Selain itu, agama juga menekankan tujuan penerapan hukum yang memenuhi hajat hidup orang banyak dan kemaslahatan bersama. Lalu, memberikan keleluasaan mengekspresikan agama di ruang publik sesuai koridor hukum dan kesepakatan bersama.
Pelibatan dan Peran Ormas Keagamaan, Tokoh Agama dan FKUB
Organisasi kemasyarakatan keagamaan dan kepercayaan memiliki peran yang sangat penting sebagai Mitra strategis dalam upaya penguatan moderasi beragama.

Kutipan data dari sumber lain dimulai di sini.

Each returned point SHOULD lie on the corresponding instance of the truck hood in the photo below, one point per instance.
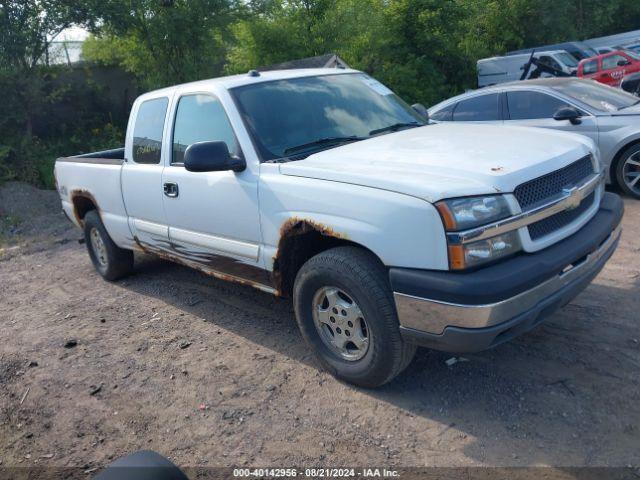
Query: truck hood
(446, 160)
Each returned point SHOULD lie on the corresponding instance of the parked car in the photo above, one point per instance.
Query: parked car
(324, 186)
(603, 50)
(579, 50)
(634, 47)
(631, 83)
(494, 70)
(610, 117)
(610, 68)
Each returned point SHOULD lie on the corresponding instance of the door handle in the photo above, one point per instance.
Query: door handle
(170, 189)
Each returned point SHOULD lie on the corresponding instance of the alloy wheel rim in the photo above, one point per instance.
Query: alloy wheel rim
(98, 247)
(631, 172)
(341, 323)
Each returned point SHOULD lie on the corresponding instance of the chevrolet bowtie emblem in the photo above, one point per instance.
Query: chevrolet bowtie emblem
(574, 197)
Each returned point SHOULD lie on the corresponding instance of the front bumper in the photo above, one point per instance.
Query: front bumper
(469, 312)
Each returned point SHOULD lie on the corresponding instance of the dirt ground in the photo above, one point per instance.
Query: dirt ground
(215, 374)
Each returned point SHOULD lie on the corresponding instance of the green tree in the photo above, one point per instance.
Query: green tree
(162, 42)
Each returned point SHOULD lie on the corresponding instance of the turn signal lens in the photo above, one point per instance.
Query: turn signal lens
(484, 251)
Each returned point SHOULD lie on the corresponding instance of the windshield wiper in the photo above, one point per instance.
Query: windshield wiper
(322, 142)
(632, 105)
(395, 127)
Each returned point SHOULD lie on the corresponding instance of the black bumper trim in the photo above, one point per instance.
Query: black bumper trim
(469, 340)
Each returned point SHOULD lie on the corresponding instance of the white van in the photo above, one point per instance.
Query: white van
(510, 68)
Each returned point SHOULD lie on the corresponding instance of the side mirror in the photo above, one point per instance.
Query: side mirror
(568, 113)
(211, 157)
(421, 110)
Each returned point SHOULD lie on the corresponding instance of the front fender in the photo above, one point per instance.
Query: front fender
(402, 230)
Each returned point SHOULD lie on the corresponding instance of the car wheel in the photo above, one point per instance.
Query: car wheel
(346, 313)
(628, 171)
(111, 261)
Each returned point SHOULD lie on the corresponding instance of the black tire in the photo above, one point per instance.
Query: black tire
(115, 262)
(619, 171)
(363, 278)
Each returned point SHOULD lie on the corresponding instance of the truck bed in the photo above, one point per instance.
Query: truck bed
(92, 180)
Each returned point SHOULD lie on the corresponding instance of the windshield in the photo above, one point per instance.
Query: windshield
(568, 59)
(632, 54)
(597, 95)
(311, 113)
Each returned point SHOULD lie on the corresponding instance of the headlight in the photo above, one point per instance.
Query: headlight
(464, 213)
(468, 213)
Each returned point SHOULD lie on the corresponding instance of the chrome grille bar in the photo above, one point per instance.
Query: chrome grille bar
(566, 200)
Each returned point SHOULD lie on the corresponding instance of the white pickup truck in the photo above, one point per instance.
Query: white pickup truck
(324, 186)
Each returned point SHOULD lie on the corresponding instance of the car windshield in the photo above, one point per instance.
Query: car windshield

Beberapa peran yang dilakukan yaitu, mengisi ruang publik melalui penyiaran nilai agama yang moderat dan membangun moderasi beragama yang konstruktif baik secara luring maupun daring.

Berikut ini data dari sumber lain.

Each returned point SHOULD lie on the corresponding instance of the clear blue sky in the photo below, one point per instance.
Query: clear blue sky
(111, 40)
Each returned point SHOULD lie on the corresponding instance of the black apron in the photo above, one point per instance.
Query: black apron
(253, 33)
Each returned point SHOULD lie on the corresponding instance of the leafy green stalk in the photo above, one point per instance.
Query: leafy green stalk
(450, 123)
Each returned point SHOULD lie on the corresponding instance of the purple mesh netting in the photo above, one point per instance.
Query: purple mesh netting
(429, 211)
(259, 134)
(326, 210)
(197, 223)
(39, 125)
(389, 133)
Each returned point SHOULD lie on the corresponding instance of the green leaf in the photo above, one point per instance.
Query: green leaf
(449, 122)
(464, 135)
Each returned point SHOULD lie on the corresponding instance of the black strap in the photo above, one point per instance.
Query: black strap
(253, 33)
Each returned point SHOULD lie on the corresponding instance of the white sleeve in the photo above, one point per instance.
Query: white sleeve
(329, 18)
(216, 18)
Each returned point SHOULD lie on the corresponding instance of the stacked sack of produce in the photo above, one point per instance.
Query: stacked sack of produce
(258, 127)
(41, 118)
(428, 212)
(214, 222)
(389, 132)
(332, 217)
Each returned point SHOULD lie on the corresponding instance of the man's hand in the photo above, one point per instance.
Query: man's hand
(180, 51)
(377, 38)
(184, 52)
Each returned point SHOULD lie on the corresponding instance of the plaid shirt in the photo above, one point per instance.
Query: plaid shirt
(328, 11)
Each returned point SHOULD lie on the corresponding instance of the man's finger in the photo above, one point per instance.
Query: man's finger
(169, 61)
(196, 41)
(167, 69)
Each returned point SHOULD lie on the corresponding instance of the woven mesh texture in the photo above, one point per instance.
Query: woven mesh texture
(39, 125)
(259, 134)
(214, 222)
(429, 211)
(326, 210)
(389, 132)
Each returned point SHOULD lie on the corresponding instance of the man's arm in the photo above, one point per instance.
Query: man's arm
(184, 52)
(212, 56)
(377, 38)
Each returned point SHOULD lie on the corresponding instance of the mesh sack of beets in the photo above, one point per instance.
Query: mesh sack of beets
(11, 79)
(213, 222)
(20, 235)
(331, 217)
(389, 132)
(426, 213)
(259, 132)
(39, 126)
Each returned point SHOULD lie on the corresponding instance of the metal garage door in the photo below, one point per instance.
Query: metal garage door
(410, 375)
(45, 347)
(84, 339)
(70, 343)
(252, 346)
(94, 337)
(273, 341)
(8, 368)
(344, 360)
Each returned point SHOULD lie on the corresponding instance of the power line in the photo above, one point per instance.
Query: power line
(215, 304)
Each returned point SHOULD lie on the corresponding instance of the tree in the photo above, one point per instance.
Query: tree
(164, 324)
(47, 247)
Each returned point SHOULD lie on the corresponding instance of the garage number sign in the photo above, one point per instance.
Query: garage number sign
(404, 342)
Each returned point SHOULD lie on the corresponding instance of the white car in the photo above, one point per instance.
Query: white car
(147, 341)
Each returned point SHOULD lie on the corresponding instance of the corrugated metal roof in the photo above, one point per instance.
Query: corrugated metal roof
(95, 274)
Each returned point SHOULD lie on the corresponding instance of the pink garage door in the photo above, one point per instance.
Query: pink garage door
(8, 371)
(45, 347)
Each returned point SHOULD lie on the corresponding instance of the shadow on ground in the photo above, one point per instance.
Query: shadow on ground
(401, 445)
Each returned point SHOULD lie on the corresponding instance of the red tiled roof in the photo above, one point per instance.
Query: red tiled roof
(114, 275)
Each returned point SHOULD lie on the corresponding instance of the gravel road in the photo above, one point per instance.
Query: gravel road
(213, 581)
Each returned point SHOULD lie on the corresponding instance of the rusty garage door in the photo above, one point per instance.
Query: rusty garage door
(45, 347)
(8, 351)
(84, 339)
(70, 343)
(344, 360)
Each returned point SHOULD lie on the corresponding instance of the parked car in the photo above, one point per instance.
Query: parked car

Lebih lanjut, perayaan hari besar keagamaan harus dimanfaatkan semaksimal mungkin sebagai sarana menyebarkan pesan damai kepada masyarakat.
Peran yang sama juga perlu dilakukan oleh Forum Kerukunan Umat Beragama (FKUB). FKUB merupakan representasi dari keterlibatan masyarakat dan tokoh-tokoh agama dalam upaya membangun kerukunan umat beragama dan penghayat kepercayaan. Artinya forum ini perlu diberdayakan sebab mereka memiliki peran penting dalam penanganan isu keagamaan.
Para anggota FKUB juga memiliki peran untuk melakukan sosialisasi peraturan perundang-undangan dan kebijakan di bidang kerukunan umat beragama dan masyarakat. Sosialisasi ini perlu terus digencarkan karena sebagian besar masyarakat belum memahami dengan baik regulasi di bidang keagamaan, khususnya yang terkait dengan pendirian rumah ibadat. Kesalahpahaman ini yang sering terjadi dan mengakibatkan gesekan dan konflik antarumat beragama.
Pada akhirnya, penguatan Moderasi Beragama harrs selalu berorientasi pada upaya pelindungan hak beragama serta hak beribadah umat beragama dan penghayat kepercayaan sesuai dengan keyakinan dan kepercayaan. Penguatan Moderasi Beragama juga berarti pemberian fasilitasi pendidikan kepada masyarakat secara adil dan inklusif, fasilitasi inovasi program kerukunan umat beragama, peningkatan literasi beragama di media sosial, dan pengembangan referensi keagamaan yang menyebarluaskan nilai moderat, adil, berimbang, cinta tanah air, toleran, anti kekerasan, dan ramah tradisi.
Kesimpulan
Dari perspektif ilmu hukum, peraturan moderasi beragama merupakan instrumen yang kompleks yang membutuhkan keseimbangan yang hati-hati antara kebebasan beragama individu dan kepentingan masyarakat secara keseluruhan. Dengan memperhatikan prinsip-prinsip konstitusional, perlindungan terhadap minoritas, prinsip non-diskriminasi, dan penegakan hukum yang proporsional, peraturan moderasi beragama dapat diimplementasikan secara efektif untuk mencapai tujuan yang diinginkan tanpa melanggar hak-hak asasi individu.
Praktik Moderasi Beragama diharapkan lebih mengakar kuat di tengah kehidupan berbangsa dan bernegara. Hal ini beralasan sebab selain lebih terstruktur dan terkoordinasi, kebijakan ini juga menjadi semakin terukur. Tahapan pemantauan, evaluasi dan pelaporan yang terjadwal meniscayakan adanya pelaksanaan program secara nyata serta komprehensif. Bahkan, dengan adanya publikasi atas capaian, maka pelaksanaan program pun menjadi lebih transparan dan bisa dipertanggungjawabkan.